Shiva- the Masculine aspect has been associated with order, logic, clarity, and paternal traits. In Sanatana Dharma, we have the holy trinity for maintaining law & order and conserving life. We have Lord Brahma- the creator; Lord Vishnu- the protector; and Lord Shiva- the destroyer. It is believed that in every yug, a new alter of Shiva and Vishnu came to protect, control, and destroy evil. Ancient Greek alter of Lord Shiva is also known as Dionysus or the ‘God of the Orient.’ People also drag out the similarities between Poseidon and Lord Shiva.

While we have concrete reasons that one might worship Shakti, Masculine counterparts are honored for anything from abundance to removing obstacles. Lord Ganesha, for instance, is called ‘Vighnaharta,’ which means the one who curbs all your problems. We can also see similar attributes associated with Lord Shiva and the ancient Egyptian gods Atum and Seth. These gods were all worshipped for worldly needs and were associated with justice, the destruction of evil, and so on.

The concept of duality is the only thing that remains common in all ancient religions. Names of the deities may change from religion to religion, from culture to culture. Different demigods and manifestations are present for one to choose and pray as per their needs. In simple terms, Shiva is a portal, and Shakti is the fuel one needs to get there.

Concept of Chakras

Yoga has been developed to make one’s body ready to use and enhance Shakti in a certain way. Chakras or nodal points have been identified that help give a map for those pursuing them. There are 114 chakras, seven of which are in the spine’s alignment, which is the most prominent and relatively easy to work on. Each chakra is associated with various emotions, colors, and mantras, which can be used to ease the passage of energy or Shakti through them. For example, if you’re feeling low in confidence or guilty for not sticking up for yourself, working on the Solar plexus chakra, which is situated near your navel, will help. It is associated with the color yellow and the sound of RM. When you come across phrases like ‘Chakra is blocked’ and ‘Energy blocks,’ it primarily means that Shakti’s energy flow is inefficient.

Mysticism all around the world has explored these areas in different ways. While some were called witchcraft, some established well-operated cults that helped others explore this inner energy we all have.
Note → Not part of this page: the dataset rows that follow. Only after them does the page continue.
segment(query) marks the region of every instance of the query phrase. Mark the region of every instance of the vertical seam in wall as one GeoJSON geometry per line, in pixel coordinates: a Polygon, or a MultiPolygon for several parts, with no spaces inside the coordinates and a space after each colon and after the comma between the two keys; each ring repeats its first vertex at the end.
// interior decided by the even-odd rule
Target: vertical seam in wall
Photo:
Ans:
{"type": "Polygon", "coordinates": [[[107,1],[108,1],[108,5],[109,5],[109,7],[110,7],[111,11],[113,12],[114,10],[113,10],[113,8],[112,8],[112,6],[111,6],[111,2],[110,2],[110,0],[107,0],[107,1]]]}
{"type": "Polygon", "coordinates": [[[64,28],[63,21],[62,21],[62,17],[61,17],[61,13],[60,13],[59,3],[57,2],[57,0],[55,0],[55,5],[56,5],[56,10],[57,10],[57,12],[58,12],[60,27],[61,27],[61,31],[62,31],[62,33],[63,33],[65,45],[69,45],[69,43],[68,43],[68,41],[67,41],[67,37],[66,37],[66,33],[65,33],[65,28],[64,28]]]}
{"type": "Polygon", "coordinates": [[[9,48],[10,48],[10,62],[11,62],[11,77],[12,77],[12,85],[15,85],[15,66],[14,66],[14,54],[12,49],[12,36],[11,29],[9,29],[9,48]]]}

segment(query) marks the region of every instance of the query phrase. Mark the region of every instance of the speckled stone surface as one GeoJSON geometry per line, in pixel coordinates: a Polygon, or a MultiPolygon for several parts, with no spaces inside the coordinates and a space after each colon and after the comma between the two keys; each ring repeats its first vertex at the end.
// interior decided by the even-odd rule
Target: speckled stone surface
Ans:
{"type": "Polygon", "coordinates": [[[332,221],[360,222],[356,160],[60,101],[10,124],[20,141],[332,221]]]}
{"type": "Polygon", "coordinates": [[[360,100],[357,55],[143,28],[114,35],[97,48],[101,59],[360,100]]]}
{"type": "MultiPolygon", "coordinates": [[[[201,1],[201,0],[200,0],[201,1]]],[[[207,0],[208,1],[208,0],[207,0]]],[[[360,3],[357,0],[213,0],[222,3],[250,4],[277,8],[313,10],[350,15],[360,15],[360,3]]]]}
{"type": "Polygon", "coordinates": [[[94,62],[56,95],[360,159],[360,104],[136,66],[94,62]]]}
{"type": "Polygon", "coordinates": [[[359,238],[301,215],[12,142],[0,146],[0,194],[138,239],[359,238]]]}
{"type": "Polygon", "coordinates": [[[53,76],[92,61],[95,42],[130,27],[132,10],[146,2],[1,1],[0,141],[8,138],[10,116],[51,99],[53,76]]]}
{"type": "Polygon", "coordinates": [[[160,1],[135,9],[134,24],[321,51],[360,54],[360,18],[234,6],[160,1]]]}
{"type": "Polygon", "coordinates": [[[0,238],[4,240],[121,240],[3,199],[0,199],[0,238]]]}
Fasting has been crucial in almost every religion we know. People fast on a specific auspicious day or a day of the week; some fast for days in a row. Science has now found multiple benefits of fasting. Intermittent fasting, water fasting, and dry fasting are famous worldwide. Fasting has been proven to render people better health and clarity and has been shown to improve neurogenesis. The energy used to digest loads of food in the body is utilized to heal ailments. According to the mystics, fasting helps us have better antennas to receive power and keep the vessel(body) clean to store and drive the flow of this energy. Ancient Yogic traditions promote fasting and eating more energy-prone food like fruits, vegetables, leafy vegetables, etc. 

Universal Consciousness-

Universal consciousness is the idea that we are a part of the same entity/ energy/ consciousness we worship. It parallels Newton’s first energy law- Energy can neither be created nor destroyed. The energy changes its form from one to another. The concept of energy, its dual types, its balance, and that it is part of the universal energy have been changed in one form or another. Spirituality is the salient fabric of any religion. But spirituality is mutually exclusive from any religion. It is beyond the physical aspects of a human being. Hence, it is seen as something sacred and omnipresent.  
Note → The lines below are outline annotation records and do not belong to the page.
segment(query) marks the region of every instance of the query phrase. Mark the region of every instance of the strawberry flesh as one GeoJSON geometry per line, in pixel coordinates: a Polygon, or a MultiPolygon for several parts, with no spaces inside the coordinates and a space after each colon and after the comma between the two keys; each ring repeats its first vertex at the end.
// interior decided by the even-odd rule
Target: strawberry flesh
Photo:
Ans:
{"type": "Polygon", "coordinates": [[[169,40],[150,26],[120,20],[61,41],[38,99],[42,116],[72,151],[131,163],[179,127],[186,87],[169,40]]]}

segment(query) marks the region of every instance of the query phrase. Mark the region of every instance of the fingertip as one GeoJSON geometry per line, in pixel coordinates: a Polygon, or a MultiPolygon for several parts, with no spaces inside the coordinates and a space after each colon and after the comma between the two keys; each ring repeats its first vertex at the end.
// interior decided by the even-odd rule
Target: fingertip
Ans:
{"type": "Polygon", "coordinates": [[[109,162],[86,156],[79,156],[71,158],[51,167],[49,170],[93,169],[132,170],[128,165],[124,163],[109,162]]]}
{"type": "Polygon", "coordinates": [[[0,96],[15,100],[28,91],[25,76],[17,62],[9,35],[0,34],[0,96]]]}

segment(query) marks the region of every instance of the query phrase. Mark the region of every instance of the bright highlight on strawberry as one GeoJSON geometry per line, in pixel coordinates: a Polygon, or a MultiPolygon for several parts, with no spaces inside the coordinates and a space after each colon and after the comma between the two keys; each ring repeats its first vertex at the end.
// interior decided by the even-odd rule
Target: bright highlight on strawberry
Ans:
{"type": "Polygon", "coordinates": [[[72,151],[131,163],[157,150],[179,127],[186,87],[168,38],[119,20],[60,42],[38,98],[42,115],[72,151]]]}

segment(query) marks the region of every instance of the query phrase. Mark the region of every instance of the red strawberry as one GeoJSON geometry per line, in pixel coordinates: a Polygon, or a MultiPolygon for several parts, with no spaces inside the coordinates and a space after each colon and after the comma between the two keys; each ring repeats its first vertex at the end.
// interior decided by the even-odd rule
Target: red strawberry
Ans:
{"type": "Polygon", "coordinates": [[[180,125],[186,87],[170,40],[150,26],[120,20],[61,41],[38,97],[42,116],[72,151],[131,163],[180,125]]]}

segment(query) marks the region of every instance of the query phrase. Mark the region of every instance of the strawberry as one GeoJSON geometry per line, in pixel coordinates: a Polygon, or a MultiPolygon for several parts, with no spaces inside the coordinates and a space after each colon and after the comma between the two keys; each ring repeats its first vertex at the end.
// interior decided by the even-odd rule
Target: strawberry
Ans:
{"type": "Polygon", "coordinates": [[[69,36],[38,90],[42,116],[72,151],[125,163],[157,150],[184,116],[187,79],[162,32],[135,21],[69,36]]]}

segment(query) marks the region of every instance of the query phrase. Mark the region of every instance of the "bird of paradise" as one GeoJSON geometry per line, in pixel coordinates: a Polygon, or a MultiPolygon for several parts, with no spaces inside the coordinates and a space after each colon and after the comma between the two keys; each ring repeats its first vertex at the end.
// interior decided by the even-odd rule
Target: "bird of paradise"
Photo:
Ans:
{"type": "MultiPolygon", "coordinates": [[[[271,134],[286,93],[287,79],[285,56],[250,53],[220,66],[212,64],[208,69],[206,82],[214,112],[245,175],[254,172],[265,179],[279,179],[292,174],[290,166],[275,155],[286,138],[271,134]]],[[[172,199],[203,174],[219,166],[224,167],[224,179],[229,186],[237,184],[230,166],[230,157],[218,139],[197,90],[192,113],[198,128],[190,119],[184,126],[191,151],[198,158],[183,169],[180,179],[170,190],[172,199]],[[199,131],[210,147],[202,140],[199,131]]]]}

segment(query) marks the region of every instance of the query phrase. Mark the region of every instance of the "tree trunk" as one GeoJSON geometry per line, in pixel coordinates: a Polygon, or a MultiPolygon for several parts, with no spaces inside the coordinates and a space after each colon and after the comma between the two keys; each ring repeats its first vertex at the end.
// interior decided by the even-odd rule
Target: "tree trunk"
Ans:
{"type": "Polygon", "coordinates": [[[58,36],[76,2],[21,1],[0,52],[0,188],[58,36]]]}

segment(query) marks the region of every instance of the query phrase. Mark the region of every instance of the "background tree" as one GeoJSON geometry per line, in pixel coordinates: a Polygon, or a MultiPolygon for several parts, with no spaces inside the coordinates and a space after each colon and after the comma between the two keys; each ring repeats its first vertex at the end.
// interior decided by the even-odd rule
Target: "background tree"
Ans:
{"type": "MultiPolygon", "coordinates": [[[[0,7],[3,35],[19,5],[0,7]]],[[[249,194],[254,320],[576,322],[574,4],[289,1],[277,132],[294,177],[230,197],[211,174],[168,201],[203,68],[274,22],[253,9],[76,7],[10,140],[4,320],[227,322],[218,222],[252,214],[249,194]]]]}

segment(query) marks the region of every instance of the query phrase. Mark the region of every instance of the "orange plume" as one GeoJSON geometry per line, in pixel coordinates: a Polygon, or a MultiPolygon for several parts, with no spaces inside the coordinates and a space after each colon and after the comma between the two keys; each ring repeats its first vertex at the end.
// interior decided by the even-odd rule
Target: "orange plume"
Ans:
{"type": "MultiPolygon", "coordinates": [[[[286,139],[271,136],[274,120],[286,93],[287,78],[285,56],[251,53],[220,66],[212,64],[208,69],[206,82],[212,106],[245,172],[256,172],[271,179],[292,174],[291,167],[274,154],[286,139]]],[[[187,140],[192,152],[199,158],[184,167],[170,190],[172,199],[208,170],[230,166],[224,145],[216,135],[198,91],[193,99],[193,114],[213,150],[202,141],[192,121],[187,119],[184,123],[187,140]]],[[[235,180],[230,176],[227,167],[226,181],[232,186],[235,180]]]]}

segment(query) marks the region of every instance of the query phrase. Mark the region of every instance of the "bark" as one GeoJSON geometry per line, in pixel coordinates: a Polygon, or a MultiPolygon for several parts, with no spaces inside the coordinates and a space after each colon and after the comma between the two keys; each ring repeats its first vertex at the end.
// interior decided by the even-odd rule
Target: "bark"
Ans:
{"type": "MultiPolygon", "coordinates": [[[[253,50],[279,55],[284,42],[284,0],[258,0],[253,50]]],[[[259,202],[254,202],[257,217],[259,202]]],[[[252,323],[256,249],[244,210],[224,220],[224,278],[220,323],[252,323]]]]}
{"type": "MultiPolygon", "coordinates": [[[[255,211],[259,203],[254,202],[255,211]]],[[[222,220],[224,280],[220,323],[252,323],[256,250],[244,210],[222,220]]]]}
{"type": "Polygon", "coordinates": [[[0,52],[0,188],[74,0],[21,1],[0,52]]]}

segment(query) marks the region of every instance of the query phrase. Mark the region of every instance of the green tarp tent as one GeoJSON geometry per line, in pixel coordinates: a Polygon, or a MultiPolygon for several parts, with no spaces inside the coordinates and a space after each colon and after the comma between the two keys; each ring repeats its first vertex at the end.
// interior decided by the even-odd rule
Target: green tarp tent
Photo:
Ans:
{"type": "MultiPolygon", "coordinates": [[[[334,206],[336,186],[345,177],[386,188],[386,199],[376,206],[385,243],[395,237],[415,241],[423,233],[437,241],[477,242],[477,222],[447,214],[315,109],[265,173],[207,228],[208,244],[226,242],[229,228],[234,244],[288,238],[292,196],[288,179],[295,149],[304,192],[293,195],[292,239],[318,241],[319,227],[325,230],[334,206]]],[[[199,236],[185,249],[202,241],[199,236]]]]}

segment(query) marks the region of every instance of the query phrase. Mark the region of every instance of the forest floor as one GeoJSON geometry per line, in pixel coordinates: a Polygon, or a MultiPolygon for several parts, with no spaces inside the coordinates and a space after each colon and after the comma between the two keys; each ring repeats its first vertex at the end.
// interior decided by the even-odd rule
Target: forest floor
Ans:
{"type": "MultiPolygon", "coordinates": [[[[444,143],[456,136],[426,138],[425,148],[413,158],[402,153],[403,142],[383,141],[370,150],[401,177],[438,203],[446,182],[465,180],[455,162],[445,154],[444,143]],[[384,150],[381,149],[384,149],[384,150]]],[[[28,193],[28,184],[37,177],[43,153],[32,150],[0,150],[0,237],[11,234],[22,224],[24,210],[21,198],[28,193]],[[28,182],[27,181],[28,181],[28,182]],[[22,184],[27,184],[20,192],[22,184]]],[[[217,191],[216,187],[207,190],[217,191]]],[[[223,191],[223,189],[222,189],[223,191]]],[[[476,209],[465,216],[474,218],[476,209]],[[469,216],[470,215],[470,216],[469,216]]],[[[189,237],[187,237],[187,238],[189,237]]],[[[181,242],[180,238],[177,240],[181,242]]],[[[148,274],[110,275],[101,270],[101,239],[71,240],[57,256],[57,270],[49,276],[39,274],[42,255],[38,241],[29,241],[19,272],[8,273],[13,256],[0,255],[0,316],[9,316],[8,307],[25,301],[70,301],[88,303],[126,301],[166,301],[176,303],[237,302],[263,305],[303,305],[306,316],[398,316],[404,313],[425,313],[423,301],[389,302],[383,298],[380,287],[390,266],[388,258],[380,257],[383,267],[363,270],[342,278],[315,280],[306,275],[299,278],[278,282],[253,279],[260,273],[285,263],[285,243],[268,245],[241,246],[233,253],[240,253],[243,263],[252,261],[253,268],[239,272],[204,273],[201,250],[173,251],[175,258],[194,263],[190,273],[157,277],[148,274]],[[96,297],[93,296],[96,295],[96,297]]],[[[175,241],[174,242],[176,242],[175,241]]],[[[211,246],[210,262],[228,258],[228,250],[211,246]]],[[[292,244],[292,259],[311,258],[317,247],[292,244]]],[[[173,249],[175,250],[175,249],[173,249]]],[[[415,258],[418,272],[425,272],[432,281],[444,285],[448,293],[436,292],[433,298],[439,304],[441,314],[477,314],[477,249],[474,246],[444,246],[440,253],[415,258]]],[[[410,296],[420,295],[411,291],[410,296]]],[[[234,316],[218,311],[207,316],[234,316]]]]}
Some spiritual practices can bring peace and clarity to someone who has become too busy in the mundane world. The purpose is not to outdo someone else or even gain something of a higher purpose; the aim is to be your true self and enrich what you are. Being this far ahead in life, we are sure that we do not merely exist to fight for survival and die. What is the use of the gift of life if one can’t understand its true nature?